JEC Releases March Edition of State-by-State Economic Snapshots
Report Updated with New February State Employment Data
Washington, D.C. – Today, the Chairman of the U.S. Congress Joint Economic
Committee (JEC) released the March
2011 edition of its state-by-state snapshots which detail each individual
state’s economic progress for the previous month. The report shows that the
recovery continues, with twenty-seven states and the District of Columbia
seeing their unemployment rates decline in February.
“The latest data give us more evidence that the economy continues to recover,” said Senator Bob Casey (D-PA), Chairman of the JEC. “We have seen six straight quarters of growth in gross domestic product, private sector job gains for 12 consecutive months, and expanding economic activity in the manufacturing sector for the past 19 months. We are seeing the positive results of the economic policies from the past two years.”
Other key statistics from this month’s report include:
- In the past 12 months, all but four states (Kansas, Missouri, New Mexico and Nevada) have added private sector jobs, as the nascent recovery in the labor market has reached each region of the country. During this period, California (258,400), Texas (228,400), and Pennsylvania (110,800) achieved the largest gains in private sector employment.

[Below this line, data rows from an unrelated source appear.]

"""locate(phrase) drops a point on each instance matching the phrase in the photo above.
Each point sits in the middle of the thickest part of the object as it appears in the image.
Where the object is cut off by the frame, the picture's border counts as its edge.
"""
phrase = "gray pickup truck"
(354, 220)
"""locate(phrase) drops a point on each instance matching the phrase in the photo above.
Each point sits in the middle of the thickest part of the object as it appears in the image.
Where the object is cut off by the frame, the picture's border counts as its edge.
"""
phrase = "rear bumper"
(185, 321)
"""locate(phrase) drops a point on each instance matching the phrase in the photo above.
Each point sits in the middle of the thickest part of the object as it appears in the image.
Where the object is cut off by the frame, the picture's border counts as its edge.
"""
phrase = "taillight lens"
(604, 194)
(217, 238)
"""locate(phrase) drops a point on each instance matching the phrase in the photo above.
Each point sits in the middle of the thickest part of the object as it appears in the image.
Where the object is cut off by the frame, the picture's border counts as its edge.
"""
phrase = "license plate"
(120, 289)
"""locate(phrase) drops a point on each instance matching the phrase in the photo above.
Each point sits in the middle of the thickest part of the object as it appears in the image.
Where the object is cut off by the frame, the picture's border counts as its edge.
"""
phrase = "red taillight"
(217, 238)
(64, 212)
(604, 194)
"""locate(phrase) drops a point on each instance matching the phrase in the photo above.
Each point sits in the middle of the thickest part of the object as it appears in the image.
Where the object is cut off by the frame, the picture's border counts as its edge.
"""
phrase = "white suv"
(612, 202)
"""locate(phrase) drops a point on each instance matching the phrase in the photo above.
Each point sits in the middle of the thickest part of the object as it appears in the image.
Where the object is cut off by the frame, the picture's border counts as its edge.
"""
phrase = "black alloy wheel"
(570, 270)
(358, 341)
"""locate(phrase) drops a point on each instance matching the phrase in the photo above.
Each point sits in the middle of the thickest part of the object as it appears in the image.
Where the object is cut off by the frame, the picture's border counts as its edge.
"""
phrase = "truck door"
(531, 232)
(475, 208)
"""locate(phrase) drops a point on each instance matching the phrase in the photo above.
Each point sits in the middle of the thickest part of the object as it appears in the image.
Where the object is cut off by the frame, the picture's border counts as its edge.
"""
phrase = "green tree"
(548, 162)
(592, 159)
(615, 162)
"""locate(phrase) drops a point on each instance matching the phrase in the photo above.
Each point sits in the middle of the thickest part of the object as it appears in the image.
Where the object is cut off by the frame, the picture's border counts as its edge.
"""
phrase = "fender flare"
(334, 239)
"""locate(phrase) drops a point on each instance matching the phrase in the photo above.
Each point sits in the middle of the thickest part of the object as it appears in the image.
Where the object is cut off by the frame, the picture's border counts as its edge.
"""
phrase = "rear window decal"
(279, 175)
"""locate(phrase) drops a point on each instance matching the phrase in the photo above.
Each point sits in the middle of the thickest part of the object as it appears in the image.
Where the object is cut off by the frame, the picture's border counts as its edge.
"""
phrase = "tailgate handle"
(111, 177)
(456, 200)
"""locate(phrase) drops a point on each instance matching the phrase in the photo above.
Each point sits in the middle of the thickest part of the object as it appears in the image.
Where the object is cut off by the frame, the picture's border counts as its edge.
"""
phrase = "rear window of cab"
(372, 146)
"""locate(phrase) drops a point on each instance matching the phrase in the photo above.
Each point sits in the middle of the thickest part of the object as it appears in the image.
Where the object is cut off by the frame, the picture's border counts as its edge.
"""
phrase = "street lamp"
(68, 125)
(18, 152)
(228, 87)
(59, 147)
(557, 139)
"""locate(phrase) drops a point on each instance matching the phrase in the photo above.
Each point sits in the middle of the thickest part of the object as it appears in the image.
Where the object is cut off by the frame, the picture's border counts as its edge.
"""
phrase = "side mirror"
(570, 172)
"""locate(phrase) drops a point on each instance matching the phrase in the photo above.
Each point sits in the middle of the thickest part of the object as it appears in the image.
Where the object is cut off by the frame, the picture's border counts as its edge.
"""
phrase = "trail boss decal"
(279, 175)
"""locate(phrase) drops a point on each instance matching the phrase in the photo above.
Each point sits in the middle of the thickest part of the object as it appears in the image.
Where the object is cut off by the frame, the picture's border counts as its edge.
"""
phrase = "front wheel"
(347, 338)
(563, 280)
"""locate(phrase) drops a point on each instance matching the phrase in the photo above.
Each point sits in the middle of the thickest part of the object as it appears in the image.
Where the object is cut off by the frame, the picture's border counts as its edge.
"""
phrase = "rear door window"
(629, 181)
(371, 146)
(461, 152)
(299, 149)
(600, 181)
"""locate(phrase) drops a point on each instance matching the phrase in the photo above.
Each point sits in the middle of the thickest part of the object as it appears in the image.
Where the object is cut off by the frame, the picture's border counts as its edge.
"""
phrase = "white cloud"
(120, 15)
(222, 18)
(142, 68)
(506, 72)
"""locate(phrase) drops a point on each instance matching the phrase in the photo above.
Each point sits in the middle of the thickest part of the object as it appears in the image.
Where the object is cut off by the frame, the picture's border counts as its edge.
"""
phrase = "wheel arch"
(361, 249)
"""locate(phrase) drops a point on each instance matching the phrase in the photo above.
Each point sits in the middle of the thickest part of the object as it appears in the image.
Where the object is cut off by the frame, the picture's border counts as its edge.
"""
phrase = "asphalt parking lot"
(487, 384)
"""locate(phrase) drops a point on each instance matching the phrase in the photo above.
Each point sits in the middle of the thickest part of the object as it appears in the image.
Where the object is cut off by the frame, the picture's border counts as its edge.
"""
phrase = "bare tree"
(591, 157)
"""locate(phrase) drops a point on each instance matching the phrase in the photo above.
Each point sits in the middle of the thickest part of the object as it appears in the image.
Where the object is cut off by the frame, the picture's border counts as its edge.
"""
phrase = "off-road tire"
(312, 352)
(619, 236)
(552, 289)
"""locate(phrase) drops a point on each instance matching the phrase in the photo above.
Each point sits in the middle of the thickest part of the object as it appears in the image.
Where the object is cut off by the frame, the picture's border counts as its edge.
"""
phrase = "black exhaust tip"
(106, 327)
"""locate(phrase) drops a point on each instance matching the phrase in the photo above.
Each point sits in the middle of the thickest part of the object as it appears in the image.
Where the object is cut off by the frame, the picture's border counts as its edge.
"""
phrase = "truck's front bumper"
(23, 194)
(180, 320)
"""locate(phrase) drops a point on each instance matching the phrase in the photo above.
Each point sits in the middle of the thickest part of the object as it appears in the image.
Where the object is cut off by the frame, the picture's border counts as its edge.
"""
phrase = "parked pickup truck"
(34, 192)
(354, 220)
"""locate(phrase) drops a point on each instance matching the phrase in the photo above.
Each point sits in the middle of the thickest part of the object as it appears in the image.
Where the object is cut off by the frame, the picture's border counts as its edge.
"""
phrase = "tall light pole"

- Thirty-four states added private sector jobs in February. South Carolina, which was hit hard by the recession and continues to face double-digit unemployment, recorded the largest expansion of private sector payrolls in percent terms (1.2 percent), followed by Delaware (1.0 percent), and Alaska (0.9 percent).

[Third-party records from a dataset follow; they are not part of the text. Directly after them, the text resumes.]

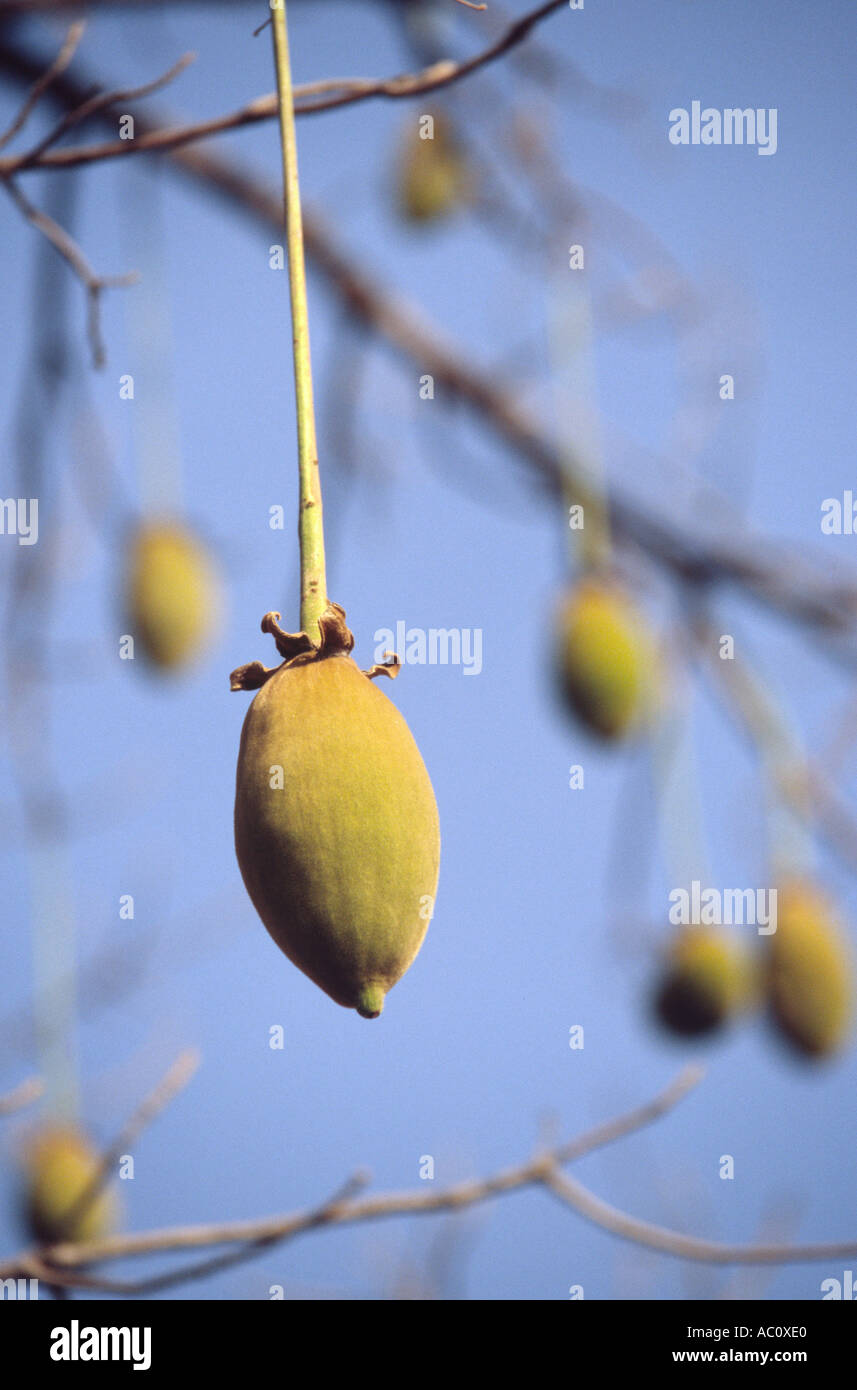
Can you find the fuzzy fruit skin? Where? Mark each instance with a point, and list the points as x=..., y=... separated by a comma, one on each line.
x=340, y=862
x=171, y=594
x=432, y=175
x=709, y=979
x=60, y=1165
x=606, y=660
x=811, y=972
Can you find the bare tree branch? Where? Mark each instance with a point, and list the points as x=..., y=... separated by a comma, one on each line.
x=22, y=1096
x=327, y=95
x=675, y=1243
x=60, y=63
x=64, y=1265
x=70, y=250
x=799, y=587
x=102, y=102
x=167, y=1089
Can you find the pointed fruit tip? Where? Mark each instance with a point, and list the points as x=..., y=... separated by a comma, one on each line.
x=370, y=1004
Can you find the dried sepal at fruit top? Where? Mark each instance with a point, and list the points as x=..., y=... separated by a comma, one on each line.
x=607, y=662
x=709, y=977
x=171, y=594
x=60, y=1166
x=810, y=972
x=434, y=175
x=335, y=819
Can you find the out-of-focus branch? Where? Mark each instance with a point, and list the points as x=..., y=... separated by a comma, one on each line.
x=60, y=63
x=800, y=781
x=167, y=1089
x=21, y=1096
x=64, y=1265
x=70, y=250
x=311, y=96
x=800, y=588
x=675, y=1243
x=65, y=1261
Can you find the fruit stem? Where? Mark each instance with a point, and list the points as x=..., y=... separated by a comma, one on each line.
x=310, y=527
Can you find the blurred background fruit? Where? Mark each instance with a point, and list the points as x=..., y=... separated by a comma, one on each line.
x=60, y=1165
x=172, y=594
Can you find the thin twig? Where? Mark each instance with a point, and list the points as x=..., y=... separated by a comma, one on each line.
x=674, y=1241
x=342, y=1208
x=102, y=102
x=310, y=526
x=59, y=66
x=157, y=1100
x=797, y=587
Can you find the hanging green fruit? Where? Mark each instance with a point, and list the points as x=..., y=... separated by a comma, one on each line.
x=335, y=819
x=709, y=979
x=171, y=594
x=606, y=658
x=432, y=171
x=60, y=1165
x=810, y=972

The report, entitled “Understanding the Economy: State-by-State Snapshots,” features key economic statistics for each state. The report is the third edition of 2011 released by the Chairman-designate of the JEC and uses recently released state-level data to explain how the economic recovery is unfolding in each state.
The Joint Economic Committee,
established under the Employment Act of 1946, was created by Congress to review
economic conditions and to analyze the effectiveness of economic policy.